Ruangan putih yang berbau disinfektan itu terdengar hening. Axela sudah pergi beberapa jam yang lalu setelah memastikan Wana tertidur. Kini hanya menyisahkan ketiga pemuda dewasa yang saling bertukar kontak mata satu sama lain.
"Rencana bodoh ini membuatku kesal," ujar Zach yang hanya dibalas hening.
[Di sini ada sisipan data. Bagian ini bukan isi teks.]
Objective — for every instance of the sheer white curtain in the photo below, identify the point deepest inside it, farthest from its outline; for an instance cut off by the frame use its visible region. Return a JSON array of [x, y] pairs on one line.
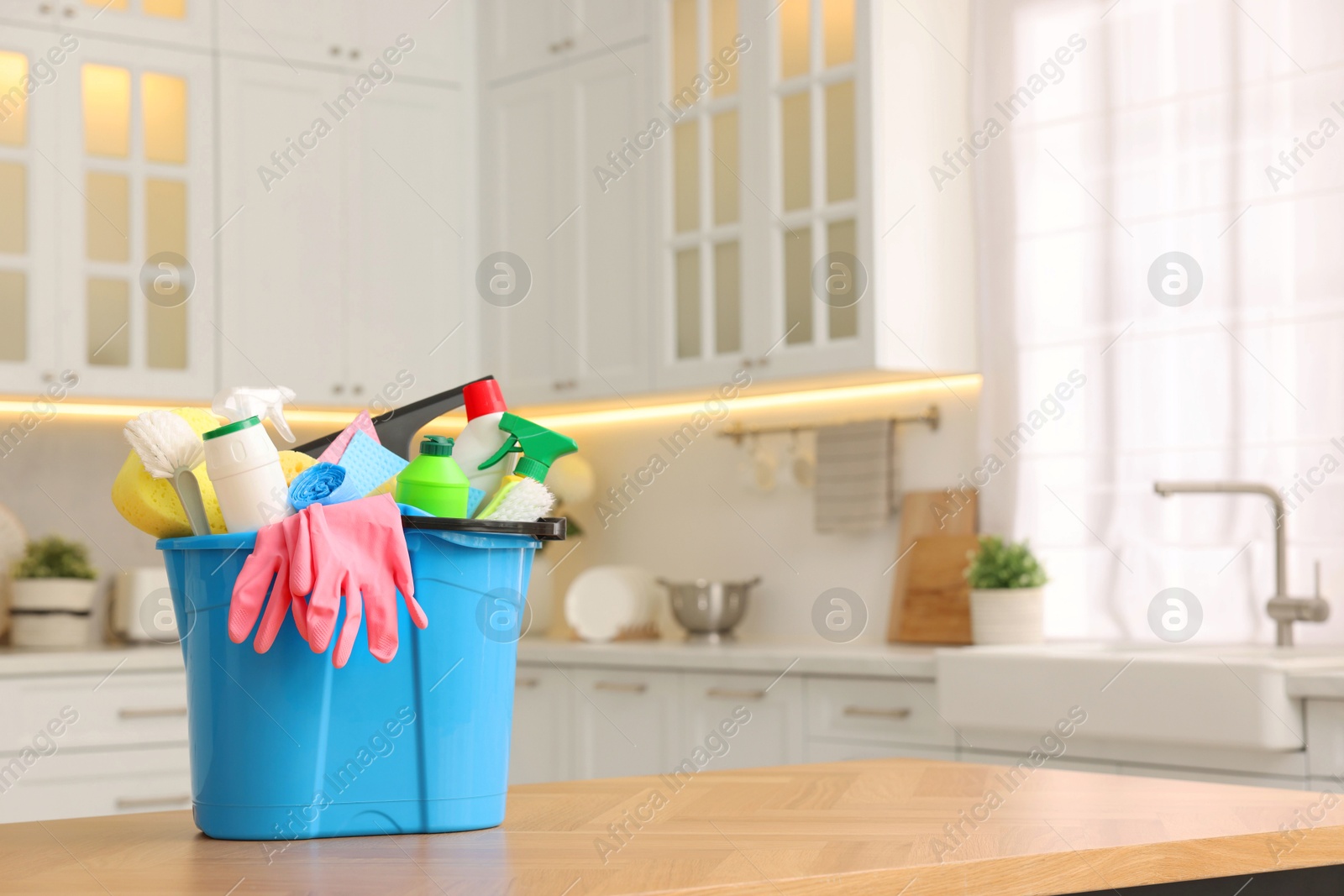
[[1156, 137]]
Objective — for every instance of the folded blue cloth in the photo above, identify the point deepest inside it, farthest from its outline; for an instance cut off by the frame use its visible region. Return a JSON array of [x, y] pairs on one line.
[[474, 500], [319, 484]]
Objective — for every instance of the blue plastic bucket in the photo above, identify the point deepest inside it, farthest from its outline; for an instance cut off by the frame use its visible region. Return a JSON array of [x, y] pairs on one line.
[[286, 747]]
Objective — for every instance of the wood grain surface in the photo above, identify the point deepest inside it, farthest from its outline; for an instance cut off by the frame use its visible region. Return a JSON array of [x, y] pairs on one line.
[[862, 828], [922, 515]]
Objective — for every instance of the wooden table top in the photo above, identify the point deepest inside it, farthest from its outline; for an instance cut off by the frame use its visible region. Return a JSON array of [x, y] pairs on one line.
[[837, 828]]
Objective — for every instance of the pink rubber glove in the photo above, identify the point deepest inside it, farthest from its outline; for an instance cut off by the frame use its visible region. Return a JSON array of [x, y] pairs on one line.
[[360, 551], [282, 553]]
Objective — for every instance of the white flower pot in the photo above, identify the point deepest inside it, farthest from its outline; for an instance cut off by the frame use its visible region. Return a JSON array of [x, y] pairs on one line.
[[73, 595], [1007, 616]]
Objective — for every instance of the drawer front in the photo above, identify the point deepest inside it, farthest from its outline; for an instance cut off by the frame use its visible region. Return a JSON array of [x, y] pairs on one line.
[[877, 710], [73, 785], [93, 711]]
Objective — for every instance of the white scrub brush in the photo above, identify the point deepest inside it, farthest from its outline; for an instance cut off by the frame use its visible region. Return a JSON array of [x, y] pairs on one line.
[[170, 449], [522, 501]]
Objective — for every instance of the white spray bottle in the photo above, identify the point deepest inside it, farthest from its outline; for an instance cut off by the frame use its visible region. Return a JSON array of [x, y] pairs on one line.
[[242, 461]]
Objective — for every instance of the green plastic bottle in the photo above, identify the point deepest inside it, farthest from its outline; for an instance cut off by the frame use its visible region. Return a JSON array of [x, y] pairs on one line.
[[433, 481]]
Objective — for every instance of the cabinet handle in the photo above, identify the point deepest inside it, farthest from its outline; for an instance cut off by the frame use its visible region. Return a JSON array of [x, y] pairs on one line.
[[622, 685], [145, 802], [736, 694], [151, 712], [869, 712]]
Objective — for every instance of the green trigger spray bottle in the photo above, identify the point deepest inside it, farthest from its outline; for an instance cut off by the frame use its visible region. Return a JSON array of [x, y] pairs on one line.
[[522, 497]]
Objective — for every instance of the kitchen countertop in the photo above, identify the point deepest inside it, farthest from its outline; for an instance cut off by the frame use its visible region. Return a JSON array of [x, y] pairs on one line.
[[89, 660], [886, 661], [806, 831]]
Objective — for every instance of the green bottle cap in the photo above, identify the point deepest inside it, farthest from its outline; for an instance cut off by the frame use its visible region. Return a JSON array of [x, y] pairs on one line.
[[437, 446]]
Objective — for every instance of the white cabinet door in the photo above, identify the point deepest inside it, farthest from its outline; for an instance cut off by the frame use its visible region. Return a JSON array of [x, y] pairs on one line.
[[522, 168], [542, 747], [625, 721], [30, 184], [282, 230], [136, 219], [76, 785], [410, 317], [297, 31], [582, 329], [743, 720]]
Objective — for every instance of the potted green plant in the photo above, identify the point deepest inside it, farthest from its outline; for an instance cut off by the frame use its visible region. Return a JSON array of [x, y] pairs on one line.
[[1005, 593], [54, 575]]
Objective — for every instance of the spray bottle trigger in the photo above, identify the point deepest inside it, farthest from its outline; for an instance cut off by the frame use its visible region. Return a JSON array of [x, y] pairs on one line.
[[511, 443]]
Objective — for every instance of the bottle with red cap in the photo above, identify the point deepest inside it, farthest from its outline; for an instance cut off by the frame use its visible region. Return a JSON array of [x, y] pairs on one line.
[[483, 437]]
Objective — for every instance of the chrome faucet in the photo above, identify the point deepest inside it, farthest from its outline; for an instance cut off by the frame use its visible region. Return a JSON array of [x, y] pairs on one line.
[[1283, 609]]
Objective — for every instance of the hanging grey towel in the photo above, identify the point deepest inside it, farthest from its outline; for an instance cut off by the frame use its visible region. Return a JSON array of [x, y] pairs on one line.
[[855, 476]]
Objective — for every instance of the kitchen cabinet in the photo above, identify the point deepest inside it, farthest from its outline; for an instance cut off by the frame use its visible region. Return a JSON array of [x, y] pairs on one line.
[[107, 262], [97, 743], [523, 35], [765, 711], [340, 253], [570, 322], [353, 34], [542, 745], [625, 723], [176, 23]]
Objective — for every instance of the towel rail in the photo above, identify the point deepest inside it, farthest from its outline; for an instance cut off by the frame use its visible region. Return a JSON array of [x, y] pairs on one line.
[[931, 418]]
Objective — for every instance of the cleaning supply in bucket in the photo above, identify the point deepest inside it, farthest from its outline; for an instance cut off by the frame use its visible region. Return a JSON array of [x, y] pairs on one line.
[[433, 481], [541, 448], [170, 449], [242, 402], [480, 439], [360, 551], [249, 479], [284, 553]]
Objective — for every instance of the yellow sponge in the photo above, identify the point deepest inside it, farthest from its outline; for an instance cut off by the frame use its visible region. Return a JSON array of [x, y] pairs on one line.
[[151, 506]]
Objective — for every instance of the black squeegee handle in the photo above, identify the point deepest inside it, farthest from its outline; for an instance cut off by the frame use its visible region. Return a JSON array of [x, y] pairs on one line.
[[398, 427]]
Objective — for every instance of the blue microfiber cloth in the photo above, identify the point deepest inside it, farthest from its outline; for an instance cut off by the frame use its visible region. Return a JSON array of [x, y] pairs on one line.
[[367, 466], [319, 484]]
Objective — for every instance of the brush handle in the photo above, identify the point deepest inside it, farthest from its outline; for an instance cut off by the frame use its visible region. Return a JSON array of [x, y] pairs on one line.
[[188, 492]]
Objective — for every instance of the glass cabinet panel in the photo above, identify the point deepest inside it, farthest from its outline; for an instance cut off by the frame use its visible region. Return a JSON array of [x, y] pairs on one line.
[[13, 208], [107, 110], [795, 38], [725, 177], [13, 312], [163, 101], [13, 113], [109, 322], [840, 152], [797, 150], [689, 302], [727, 297]]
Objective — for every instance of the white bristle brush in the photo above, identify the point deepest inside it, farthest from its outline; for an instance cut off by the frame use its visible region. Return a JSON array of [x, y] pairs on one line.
[[526, 501], [170, 449]]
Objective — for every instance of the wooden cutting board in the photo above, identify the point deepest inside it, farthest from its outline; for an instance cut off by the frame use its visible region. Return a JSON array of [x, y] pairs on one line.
[[927, 515], [937, 604]]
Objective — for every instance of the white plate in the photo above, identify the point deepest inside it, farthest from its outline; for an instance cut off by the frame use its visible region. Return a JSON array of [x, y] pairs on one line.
[[602, 602]]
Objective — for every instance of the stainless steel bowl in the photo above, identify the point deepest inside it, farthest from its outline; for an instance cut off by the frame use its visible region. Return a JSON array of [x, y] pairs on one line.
[[706, 609]]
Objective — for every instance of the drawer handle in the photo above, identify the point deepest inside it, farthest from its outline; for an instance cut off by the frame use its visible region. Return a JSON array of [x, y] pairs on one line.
[[152, 712], [870, 712], [145, 802], [622, 685], [736, 694]]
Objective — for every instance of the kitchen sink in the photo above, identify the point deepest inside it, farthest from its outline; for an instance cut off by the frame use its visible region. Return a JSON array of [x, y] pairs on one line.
[[1233, 696]]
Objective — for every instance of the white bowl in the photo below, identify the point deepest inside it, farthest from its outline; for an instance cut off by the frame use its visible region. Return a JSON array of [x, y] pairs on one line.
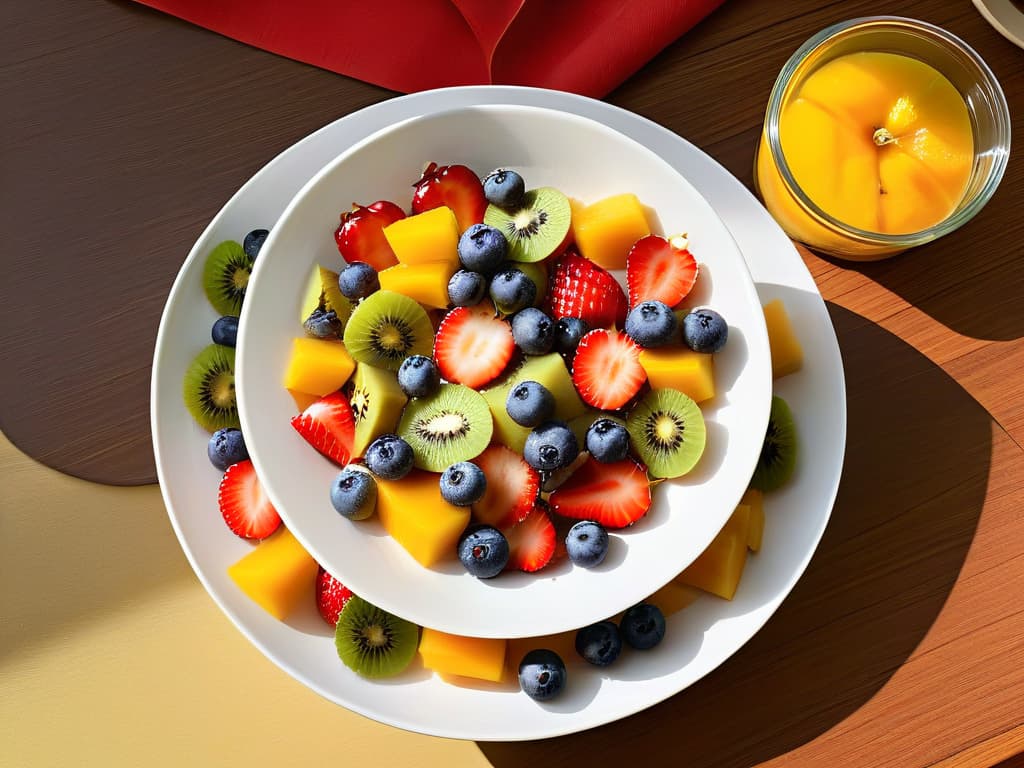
[[585, 160]]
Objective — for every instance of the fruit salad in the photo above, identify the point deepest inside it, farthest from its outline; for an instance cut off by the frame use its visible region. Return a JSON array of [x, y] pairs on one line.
[[491, 393]]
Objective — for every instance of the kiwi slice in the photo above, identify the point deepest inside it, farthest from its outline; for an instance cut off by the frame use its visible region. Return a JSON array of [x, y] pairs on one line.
[[536, 228], [323, 293], [386, 328], [453, 425], [377, 400], [668, 432], [373, 642], [209, 388], [778, 454], [225, 276]]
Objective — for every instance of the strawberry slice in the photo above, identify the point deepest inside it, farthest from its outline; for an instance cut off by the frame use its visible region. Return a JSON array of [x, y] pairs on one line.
[[606, 369], [329, 426], [614, 495], [244, 505], [331, 596], [581, 289], [531, 543], [453, 185], [512, 486], [473, 346], [658, 269]]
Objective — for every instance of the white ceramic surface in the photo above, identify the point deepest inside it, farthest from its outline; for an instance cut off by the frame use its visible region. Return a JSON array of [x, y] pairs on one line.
[[586, 161], [698, 639]]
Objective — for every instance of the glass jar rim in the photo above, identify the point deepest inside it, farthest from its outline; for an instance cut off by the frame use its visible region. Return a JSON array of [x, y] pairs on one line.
[[948, 224]]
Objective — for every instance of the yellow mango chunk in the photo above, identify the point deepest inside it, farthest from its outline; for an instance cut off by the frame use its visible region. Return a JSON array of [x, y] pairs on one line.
[[786, 354], [431, 236], [317, 366], [605, 230], [413, 511], [678, 368], [278, 576], [719, 567], [673, 597], [478, 657], [426, 283]]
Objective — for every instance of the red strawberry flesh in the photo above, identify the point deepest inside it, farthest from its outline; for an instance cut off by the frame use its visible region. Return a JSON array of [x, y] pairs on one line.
[[512, 486], [453, 185], [244, 505], [531, 543], [657, 270], [614, 495], [332, 596], [579, 288], [606, 369], [472, 346], [329, 426], [359, 237]]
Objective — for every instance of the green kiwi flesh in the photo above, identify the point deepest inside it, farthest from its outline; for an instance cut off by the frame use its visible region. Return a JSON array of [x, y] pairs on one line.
[[225, 276], [778, 453], [537, 228], [372, 642], [209, 388], [385, 328], [668, 432], [453, 425]]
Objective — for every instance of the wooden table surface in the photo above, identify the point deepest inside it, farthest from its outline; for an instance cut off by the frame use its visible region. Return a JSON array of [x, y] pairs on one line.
[[126, 130]]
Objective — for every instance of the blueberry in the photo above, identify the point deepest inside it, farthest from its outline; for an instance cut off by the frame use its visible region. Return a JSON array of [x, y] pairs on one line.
[[357, 281], [651, 324], [542, 674], [551, 445], [389, 457], [353, 494], [642, 626], [600, 643], [467, 288], [512, 290], [529, 402], [587, 544], [463, 483], [607, 440], [482, 249], [323, 324], [225, 331], [483, 550], [705, 331], [254, 242], [504, 188], [534, 331], [418, 376], [568, 331], [226, 446]]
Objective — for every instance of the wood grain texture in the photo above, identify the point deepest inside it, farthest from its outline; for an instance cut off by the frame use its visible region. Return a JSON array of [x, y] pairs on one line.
[[903, 643]]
Ia menggaruk punggung tangannya yang ditempeli sesuatu. Melihat Wana yang tertidur pulas di sampingnya, Zach tidak menunggu lama untuk melepas infuse tersebut. Berhubung tidak tertancap, melainkan direkatkan oleh lakban, dengan mudah benda tersebut lepas.
"Bukan saranku," kata James yang langsung menatap Wildan. Pemuda yang merupakan anak kedua Joe itu menggaruk tengkuknya.
"Hanya ini, dan aku tidak bisa melakukannya."
Tentu Wildan tidak bisa melakukan drama tersebut seperti Zach. Melihat jarum, brankar rumah sakit yang entah dicuci berapa kali sehari serta udara ruangan membuanya merinding.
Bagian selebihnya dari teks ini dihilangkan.